Song by Tyler, the Creator featuring Lil Uzi Vert and Pharrell Williams

from the album Call Me If You Get Lost
- Released: June 25, 2021
- Recorded: 2021
- Genre: Hip hop
- Length: 2:26
- Label: Columbia
- Songwriters: Tyler Okonma; Symere Woods; Pharrell Williams;
- Producers: Tyler, the Creator; Pharrell Williams;

Music video
- "Juggernaut" on YouTube

= Juggernaut (song) =

2021 song by Tyler, the Creator featuring Lil Uzi Vert and Pharrell Williams

"Juggernaut" is a song by American rapper and producer Tyler, the Creator featuring fellow American rappers Lil Uzi Vert and Pharrell Williams. It was released on June 25, 2021, as a track from Tyler, the Creator's seventh studio album, Call Me If You Get Lost.

==Composition==
The song contains a reverberating bass in the production and sees Tyler, the Creator boasting about his wealthy lifestyle and clothing line Golf Wang.

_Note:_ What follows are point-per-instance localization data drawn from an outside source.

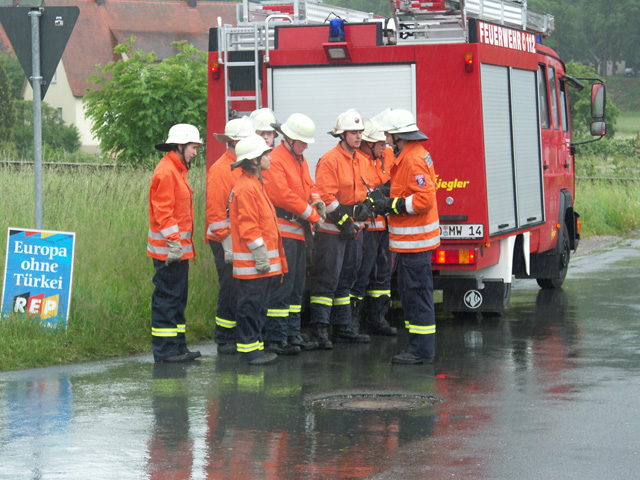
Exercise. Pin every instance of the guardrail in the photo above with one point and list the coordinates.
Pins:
(56, 164)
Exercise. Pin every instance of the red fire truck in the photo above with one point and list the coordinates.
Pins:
(493, 100)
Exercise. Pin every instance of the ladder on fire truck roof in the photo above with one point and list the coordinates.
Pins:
(255, 33)
(417, 21)
(445, 21)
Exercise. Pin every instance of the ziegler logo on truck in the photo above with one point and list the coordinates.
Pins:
(449, 185)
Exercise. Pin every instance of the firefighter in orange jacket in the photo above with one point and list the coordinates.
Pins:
(414, 231)
(371, 292)
(339, 179)
(170, 243)
(258, 255)
(220, 181)
(298, 207)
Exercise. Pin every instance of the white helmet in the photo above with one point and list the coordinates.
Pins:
(372, 132)
(402, 123)
(351, 120)
(299, 127)
(236, 129)
(180, 134)
(249, 148)
(263, 119)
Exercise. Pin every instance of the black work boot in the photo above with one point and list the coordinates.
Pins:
(378, 324)
(319, 334)
(351, 333)
(299, 341)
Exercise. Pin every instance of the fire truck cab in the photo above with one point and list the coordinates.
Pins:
(493, 100)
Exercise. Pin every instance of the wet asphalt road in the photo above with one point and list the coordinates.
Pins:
(551, 390)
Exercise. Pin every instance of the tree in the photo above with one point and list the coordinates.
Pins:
(7, 109)
(135, 101)
(14, 71)
(594, 32)
(56, 135)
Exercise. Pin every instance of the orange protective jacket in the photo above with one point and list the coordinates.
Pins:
(290, 187)
(378, 173)
(413, 178)
(220, 182)
(254, 223)
(170, 209)
(340, 179)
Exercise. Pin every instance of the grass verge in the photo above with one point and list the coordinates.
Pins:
(110, 307)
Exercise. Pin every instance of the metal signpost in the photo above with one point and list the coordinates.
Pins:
(39, 62)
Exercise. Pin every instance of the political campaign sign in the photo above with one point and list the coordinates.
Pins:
(38, 275)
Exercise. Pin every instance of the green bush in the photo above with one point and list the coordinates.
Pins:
(7, 108)
(136, 101)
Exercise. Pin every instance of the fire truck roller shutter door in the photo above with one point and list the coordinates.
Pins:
(334, 88)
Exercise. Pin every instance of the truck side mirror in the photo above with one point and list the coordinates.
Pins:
(598, 100)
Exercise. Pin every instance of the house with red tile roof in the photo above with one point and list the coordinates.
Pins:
(102, 25)
(156, 24)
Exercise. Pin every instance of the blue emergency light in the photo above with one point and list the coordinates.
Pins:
(336, 30)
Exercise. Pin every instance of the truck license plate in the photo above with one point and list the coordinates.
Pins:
(474, 230)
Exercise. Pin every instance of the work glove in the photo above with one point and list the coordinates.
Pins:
(341, 219)
(394, 206)
(321, 208)
(261, 256)
(361, 211)
(228, 251)
(175, 252)
(318, 225)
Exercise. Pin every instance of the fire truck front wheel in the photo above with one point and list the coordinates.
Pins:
(563, 265)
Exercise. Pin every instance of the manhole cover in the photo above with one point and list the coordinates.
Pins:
(376, 401)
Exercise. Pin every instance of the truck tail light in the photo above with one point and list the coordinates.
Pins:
(215, 70)
(468, 62)
(453, 257)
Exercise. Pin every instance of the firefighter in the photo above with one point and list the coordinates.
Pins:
(263, 120)
(220, 181)
(258, 256)
(339, 181)
(299, 209)
(170, 243)
(371, 292)
(413, 232)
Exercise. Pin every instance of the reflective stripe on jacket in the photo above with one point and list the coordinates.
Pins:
(339, 179)
(290, 187)
(413, 178)
(220, 181)
(170, 209)
(254, 223)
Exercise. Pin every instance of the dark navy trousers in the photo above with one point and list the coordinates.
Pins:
(225, 331)
(415, 286)
(168, 303)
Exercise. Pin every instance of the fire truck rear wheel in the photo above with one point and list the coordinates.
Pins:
(563, 266)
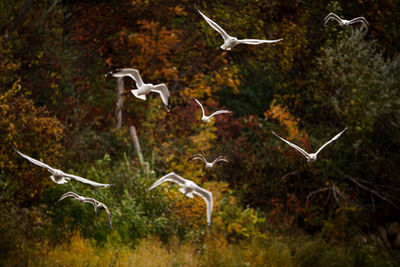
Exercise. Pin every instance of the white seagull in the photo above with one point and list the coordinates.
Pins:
(96, 204)
(207, 118)
(143, 88)
(230, 41)
(58, 176)
(209, 165)
(311, 157)
(188, 189)
(344, 22)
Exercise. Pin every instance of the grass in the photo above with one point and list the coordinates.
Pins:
(214, 250)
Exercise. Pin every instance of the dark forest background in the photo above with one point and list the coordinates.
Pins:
(56, 105)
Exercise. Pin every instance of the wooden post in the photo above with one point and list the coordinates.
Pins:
(135, 140)
(120, 101)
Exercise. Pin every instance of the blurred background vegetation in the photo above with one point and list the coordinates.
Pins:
(271, 208)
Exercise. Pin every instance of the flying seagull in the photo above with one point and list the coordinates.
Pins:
(311, 157)
(58, 176)
(207, 118)
(209, 165)
(188, 189)
(344, 22)
(143, 88)
(230, 41)
(96, 204)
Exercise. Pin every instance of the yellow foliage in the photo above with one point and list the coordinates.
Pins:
(21, 122)
(153, 46)
(82, 252)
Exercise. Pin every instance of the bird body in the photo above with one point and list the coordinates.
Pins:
(209, 165)
(311, 157)
(344, 22)
(144, 89)
(188, 188)
(230, 41)
(58, 176)
(207, 118)
(96, 204)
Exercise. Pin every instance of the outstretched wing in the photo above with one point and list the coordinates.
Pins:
(170, 177)
(68, 194)
(207, 196)
(86, 181)
(132, 73)
(302, 151)
(219, 112)
(200, 157)
(215, 26)
(162, 89)
(330, 141)
(332, 16)
(202, 109)
(221, 158)
(257, 41)
(34, 161)
(360, 19)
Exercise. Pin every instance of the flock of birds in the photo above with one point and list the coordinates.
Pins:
(188, 187)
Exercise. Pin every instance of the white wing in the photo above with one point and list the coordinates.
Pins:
(257, 41)
(162, 89)
(332, 16)
(302, 151)
(86, 181)
(215, 26)
(221, 158)
(34, 161)
(202, 109)
(170, 177)
(330, 141)
(132, 73)
(219, 112)
(68, 194)
(207, 196)
(360, 19)
(200, 157)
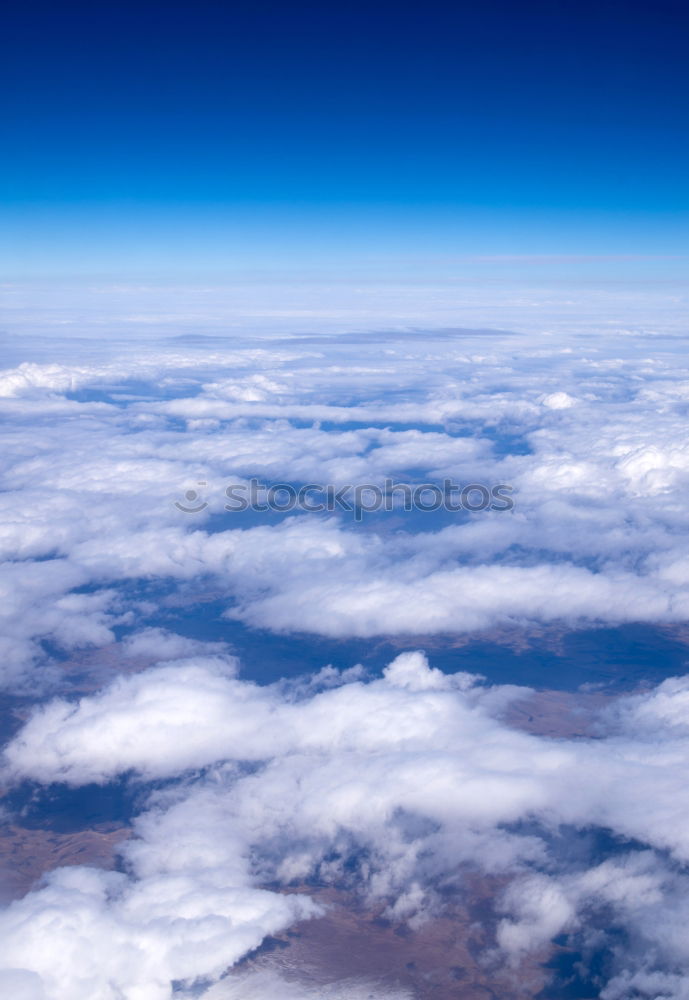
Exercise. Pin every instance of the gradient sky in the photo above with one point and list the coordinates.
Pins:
(173, 135)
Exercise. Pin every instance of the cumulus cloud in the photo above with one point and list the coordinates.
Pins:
(417, 772)
(394, 785)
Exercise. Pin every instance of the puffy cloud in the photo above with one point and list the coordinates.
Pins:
(416, 769)
(393, 785)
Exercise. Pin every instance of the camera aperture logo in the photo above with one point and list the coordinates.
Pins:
(356, 499)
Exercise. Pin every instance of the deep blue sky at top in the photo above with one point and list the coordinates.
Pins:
(148, 131)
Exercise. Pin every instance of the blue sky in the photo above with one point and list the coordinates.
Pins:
(150, 136)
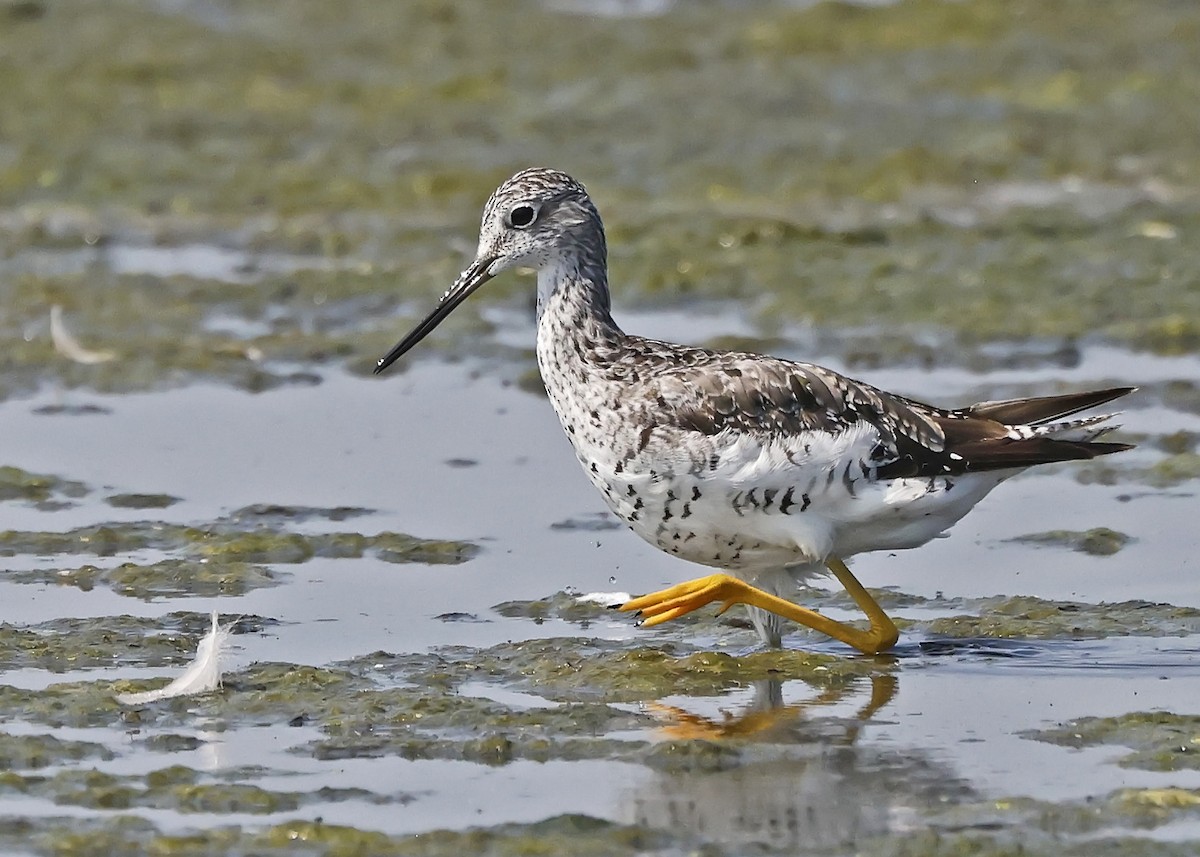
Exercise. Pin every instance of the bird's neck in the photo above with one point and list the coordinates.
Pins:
(574, 319)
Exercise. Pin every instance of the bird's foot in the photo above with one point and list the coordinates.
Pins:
(679, 600)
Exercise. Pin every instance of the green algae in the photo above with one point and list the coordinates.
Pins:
(37, 487)
(137, 501)
(1099, 541)
(972, 172)
(177, 789)
(1017, 617)
(166, 579)
(31, 751)
(227, 552)
(1161, 741)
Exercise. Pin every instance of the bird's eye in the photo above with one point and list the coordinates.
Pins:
(522, 216)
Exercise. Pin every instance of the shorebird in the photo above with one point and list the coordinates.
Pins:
(768, 469)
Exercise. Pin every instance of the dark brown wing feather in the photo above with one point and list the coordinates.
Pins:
(1031, 412)
(711, 391)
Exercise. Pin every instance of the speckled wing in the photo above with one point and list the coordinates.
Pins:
(714, 391)
(709, 393)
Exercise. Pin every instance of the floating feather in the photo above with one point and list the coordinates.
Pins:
(201, 676)
(69, 347)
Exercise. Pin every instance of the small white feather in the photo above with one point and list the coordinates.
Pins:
(201, 676)
(69, 346)
(606, 599)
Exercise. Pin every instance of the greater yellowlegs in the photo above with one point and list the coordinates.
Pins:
(768, 469)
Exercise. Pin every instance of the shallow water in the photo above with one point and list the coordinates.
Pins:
(245, 205)
(455, 451)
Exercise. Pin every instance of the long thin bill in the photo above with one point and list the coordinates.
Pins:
(467, 282)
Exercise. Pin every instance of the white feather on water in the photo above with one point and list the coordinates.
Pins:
(201, 676)
(69, 346)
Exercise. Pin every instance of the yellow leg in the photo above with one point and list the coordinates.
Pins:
(679, 600)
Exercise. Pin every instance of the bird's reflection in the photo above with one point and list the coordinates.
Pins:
(768, 718)
(803, 784)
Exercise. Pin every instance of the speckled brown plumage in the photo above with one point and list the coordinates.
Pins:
(763, 467)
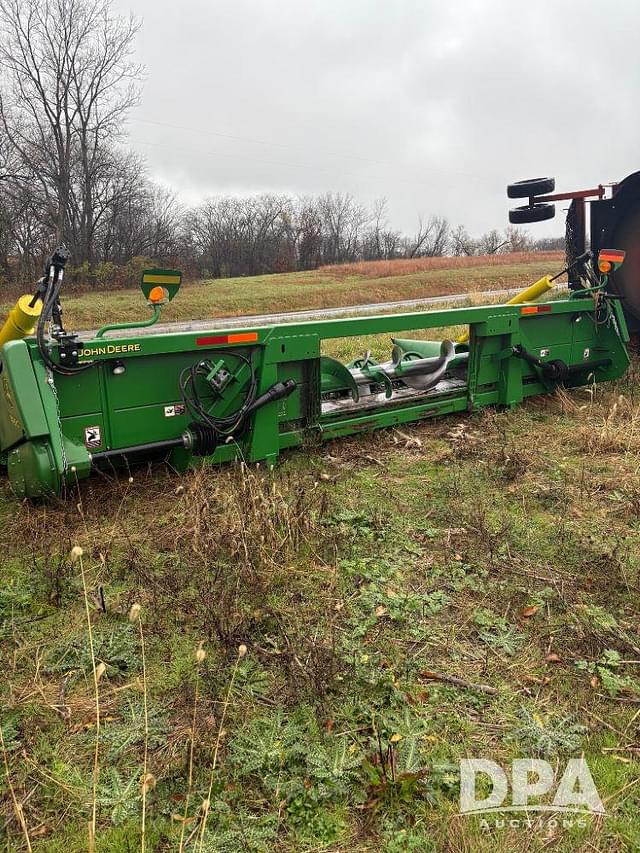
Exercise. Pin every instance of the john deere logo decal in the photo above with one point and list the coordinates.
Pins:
(108, 349)
(92, 437)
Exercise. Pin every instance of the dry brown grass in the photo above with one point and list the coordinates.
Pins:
(410, 266)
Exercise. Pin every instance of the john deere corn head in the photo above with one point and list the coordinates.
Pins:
(74, 404)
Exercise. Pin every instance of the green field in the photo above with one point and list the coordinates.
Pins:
(316, 289)
(284, 681)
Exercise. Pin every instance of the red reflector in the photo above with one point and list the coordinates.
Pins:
(535, 309)
(238, 338)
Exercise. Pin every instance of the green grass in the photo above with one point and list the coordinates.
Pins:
(501, 549)
(296, 291)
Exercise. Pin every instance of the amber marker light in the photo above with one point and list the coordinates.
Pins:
(158, 295)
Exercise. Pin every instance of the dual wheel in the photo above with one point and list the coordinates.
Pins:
(532, 212)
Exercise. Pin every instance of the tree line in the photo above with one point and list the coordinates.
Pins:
(67, 83)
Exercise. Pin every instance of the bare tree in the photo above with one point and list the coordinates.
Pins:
(461, 242)
(70, 81)
(431, 238)
(517, 239)
(491, 242)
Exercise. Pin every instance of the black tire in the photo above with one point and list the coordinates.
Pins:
(531, 187)
(536, 213)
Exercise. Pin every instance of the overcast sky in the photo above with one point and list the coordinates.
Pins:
(434, 105)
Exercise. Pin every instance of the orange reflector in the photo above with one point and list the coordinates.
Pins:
(535, 309)
(243, 338)
(237, 338)
(158, 294)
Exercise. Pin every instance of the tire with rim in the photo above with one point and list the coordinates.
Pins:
(531, 213)
(531, 187)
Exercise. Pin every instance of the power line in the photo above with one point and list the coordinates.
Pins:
(289, 164)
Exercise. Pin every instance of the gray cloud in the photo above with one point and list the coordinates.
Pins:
(434, 105)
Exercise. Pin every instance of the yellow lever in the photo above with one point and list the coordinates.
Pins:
(529, 294)
(21, 321)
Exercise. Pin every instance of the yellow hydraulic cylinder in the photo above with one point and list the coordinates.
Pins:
(529, 294)
(22, 320)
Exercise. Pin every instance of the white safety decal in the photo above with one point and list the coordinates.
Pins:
(172, 411)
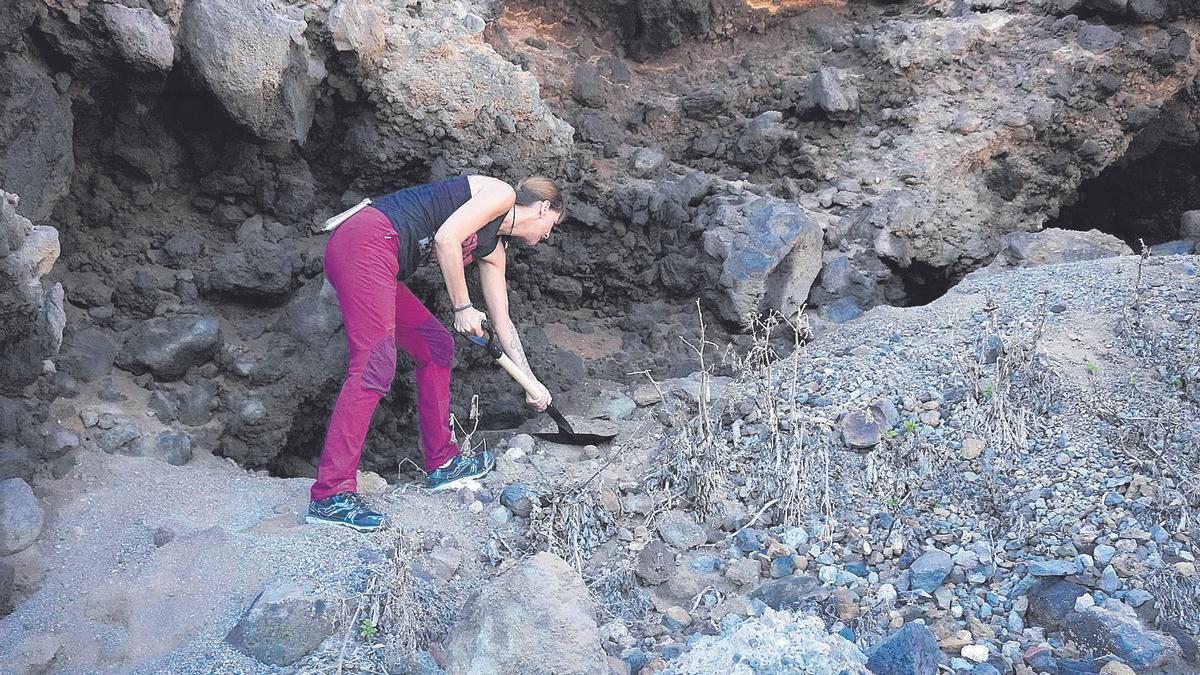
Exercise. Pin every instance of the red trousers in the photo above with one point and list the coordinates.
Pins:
(381, 314)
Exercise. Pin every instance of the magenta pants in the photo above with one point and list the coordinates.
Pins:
(381, 314)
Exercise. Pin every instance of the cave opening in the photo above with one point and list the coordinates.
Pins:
(1140, 198)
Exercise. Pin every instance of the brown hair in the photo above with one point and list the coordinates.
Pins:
(540, 189)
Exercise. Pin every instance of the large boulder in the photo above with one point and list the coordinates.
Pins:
(31, 315)
(167, 347)
(1054, 246)
(769, 252)
(535, 619)
(21, 517)
(1119, 632)
(36, 154)
(286, 621)
(911, 650)
(257, 64)
(142, 37)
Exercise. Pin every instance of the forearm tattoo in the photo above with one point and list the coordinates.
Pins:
(516, 352)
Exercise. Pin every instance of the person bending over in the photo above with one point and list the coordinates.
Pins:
(369, 260)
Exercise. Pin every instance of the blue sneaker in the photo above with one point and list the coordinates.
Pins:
(460, 470)
(345, 508)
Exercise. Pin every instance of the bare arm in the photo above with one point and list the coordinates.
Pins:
(490, 198)
(496, 294)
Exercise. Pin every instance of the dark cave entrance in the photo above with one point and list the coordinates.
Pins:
(1140, 198)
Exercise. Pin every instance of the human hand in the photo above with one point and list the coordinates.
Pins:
(469, 322)
(543, 399)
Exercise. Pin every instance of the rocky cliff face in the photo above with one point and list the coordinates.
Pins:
(753, 155)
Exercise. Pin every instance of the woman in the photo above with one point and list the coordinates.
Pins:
(369, 260)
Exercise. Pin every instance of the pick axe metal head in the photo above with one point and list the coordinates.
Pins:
(565, 434)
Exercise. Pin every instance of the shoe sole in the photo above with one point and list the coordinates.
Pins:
(318, 520)
(461, 479)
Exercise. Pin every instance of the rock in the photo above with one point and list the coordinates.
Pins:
(681, 530)
(142, 37)
(743, 572)
(1121, 634)
(1051, 601)
(89, 354)
(646, 162)
(841, 310)
(1054, 246)
(492, 633)
(1054, 567)
(255, 268)
(285, 622)
(832, 93)
(761, 139)
(861, 430)
(1098, 37)
(790, 592)
(780, 643)
(519, 499)
(1189, 225)
(357, 25)
(167, 347)
(655, 563)
(971, 448)
(588, 88)
(117, 438)
(769, 252)
(912, 650)
(256, 63)
(977, 653)
(930, 569)
(172, 447)
(21, 517)
(36, 127)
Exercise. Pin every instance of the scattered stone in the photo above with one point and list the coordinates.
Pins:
(681, 530)
(492, 632)
(930, 569)
(655, 563)
(283, 623)
(790, 592)
(21, 517)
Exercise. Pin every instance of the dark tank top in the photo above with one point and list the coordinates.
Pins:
(417, 213)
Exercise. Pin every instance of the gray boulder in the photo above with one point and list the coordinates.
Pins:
(1119, 632)
(142, 37)
(31, 314)
(769, 252)
(761, 139)
(911, 650)
(930, 569)
(36, 126)
(21, 517)
(167, 347)
(286, 621)
(256, 63)
(1051, 601)
(535, 619)
(357, 25)
(681, 530)
(1055, 246)
(833, 93)
(1189, 225)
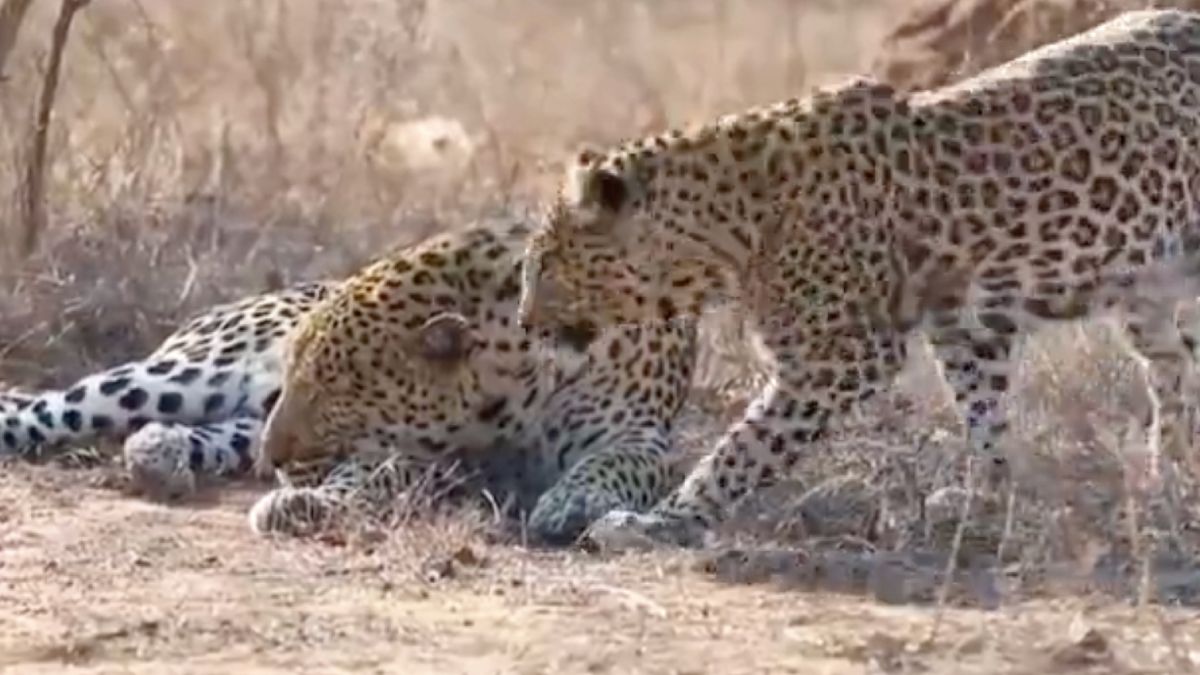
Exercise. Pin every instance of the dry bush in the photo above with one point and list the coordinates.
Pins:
(202, 151)
(941, 41)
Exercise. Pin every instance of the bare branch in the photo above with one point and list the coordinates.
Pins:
(34, 203)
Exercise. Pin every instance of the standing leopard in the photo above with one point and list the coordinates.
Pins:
(412, 368)
(1062, 185)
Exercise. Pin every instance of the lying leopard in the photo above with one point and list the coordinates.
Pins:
(415, 365)
(1060, 186)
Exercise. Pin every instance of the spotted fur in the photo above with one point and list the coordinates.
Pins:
(1060, 186)
(420, 357)
(193, 407)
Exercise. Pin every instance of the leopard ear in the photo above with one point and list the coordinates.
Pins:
(606, 191)
(445, 338)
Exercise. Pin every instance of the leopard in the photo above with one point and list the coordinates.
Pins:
(190, 410)
(414, 369)
(1056, 187)
(419, 356)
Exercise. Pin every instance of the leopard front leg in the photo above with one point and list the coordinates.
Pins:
(978, 352)
(1163, 340)
(357, 484)
(819, 374)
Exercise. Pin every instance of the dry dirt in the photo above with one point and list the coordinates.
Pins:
(204, 151)
(93, 581)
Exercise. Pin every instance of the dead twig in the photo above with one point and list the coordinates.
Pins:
(34, 203)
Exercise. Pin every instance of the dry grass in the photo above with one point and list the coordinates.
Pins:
(201, 151)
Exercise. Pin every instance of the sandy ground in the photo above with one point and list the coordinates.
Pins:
(93, 580)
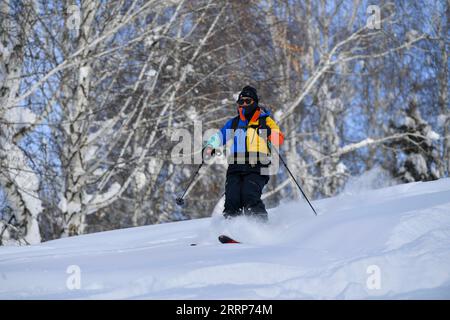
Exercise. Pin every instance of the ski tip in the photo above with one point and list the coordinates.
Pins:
(226, 239)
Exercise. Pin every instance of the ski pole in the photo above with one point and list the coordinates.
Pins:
(292, 176)
(180, 200)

Wongo Okon of Uproxx wrote of "Juggernaut", "The track is a bass-knocking number that's equally chaotic and erratic as it is energetic and bouncy. This is thanks in large part raucous placement of the song's drums that provide a unique landscape for the three rappers to lay their bars on."

==Critical reception==
The song received generally positive reviews. Chris DeVille of Stereogum wrote it "brings the best out of both Lil Uzi Vert and Pharrell, who goes wild in a way I haven't heard since Future's 'Move That Dope'". Luke Morgan Britton of NME called it a "bassy bruiser". Jeff Ihaza of Rolling Stone remarked the song is "a collaboration that makes almost too much sense, and one that might erase memory of the lackluster 'Neon Guts' from Uzi's Luv is Rage 2. It's Tyler in his element, spewing silly but kind of genius bars ('I'm so fuckin deadass I need some Timberlands') and bragging like someone whose known how much they deserve for a very long time. It's not necessarily the best track on Call Me, but it is easily the most fun. Tyler's approach remains as anti-professional as ever. He's done rapping about sexual assault and violence for the sake of shock value, but he's not done ignoring the industry at large. On 'Juggernaut,' we hear how refreshing that feels for his collaborators — both Uzi and Pharrell sound enlivened — and get a sense for the power Tyler, the Creator has harnessed in his decade-long career." Jon Caramanica of The New York Times favorably responded to Pharrell's verse, calling it one of the "startlingly good guest verses from his elders". David Crone of AllMusic commented, "an intergalactic warble colours Uzi's 'JUGGERNAUT' tour-de-force".

==Music video==
An official music video was directed by Tyler, the Creator (under his alias Wolf Haley) and released alongside the song. It begins with Tyler in a trenchcoat walking through a field of oranges singing the intro, before it shifts to the first verse where a shirtless Tyler dances and moves unnaturally atop a monster truck styled as a Rolls-Royce Cullinan. The truck is being pulled by a clone of himself, that sings Uzi's verse. The camera aims upwards as Tyler falls from the sky singing the chorus. The video ends before Pharrell's verse, where the words "Call Me If You Get Lost" suddenly appear. Lil Uzi Vert and Pharrell Williams do not appear in the video.

==Charts==

Chart performance for "Juggernaut"
| Chart (2021) | Peak position |
|---|---|
| Australia (ARIA) | 49 |
| Canada Hot 100 (Billboard) | 30 |
| Global 200 (Billboard) | 38 |
| New Zealand (Recorded Music NZ) | 36 |
| US Billboard Hot 100 | 40 |
| US Hot R&B/Hip-Hop Songs (Billboard) | 14 |

==Certifications==

| Region | Certification | Certified units/sales |
| United States (RIAA) | Gold | 500,000^{‡} |
^{‡} Sales+streaming figures based on certification alone.